Should you wish to tender all or some of your Shares during this tender offer period, please complete the enclosed Letter of Transmittal and return it by mail or email to the Fund’s transfer agent, Ultimus Fund Solutions, LLC (the “Transfer Agent”), Attention: Golub Capital Private Income Fund I, using one of the below options or to your financial advisor as instructed in the Letter of Transmittal:

 

Regular Mail -

P.O. Box 46707

Cincinnati, OH 45246-0707

   
Overnight Mail -

225 Pictoria Dr., Suite 450

Cincinnati, OH 45246

   
Email (Please send email to both addresses)

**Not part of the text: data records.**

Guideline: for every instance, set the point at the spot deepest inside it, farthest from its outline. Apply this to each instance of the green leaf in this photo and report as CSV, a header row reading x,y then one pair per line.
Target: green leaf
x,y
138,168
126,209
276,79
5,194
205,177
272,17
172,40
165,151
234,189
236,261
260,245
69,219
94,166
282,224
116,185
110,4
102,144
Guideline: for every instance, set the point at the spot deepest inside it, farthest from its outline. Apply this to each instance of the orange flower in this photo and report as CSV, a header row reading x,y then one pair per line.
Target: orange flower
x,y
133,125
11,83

golubcapital@ultimusfundsolutions.com

ic@golubcapital.com

 

If your shares are held at your financial advisor, broker, dealer or other financial intermediary (“Authorized Intermediary”), please ask your Authorized Intermediary sufficiently in advance of the Expiration Date to submit a repurchase request for you. You may be charged a transaction fee by your Authorized Intermediary for this service. Note that certain Shareholders may be required to deliver their Letter of Transmittal to their Authorized Intermediary for the repurchase request to be considered in good order. However, such Shareholders should submit their Letter of Transmittal to the Fund at the same time they submit the Letter of Transmittal to their Authorized Intermediary. Additionally, for accounts held through a custodial relationship, Shareholders should send the completed Letter of Transmittal to such custodian (along with any custodian required documentation) at the same time the Letter of Transmittal is submitted to the Fund. All Shareholders tendering Shares should carefully review their Letter of Transmittal and follow the delivery instructions therein.

 

All tenders of Shares must be received in good order by the Fund’s Transfer Agent by 11:59 p.m., Eastern Time, on July 29, 2026.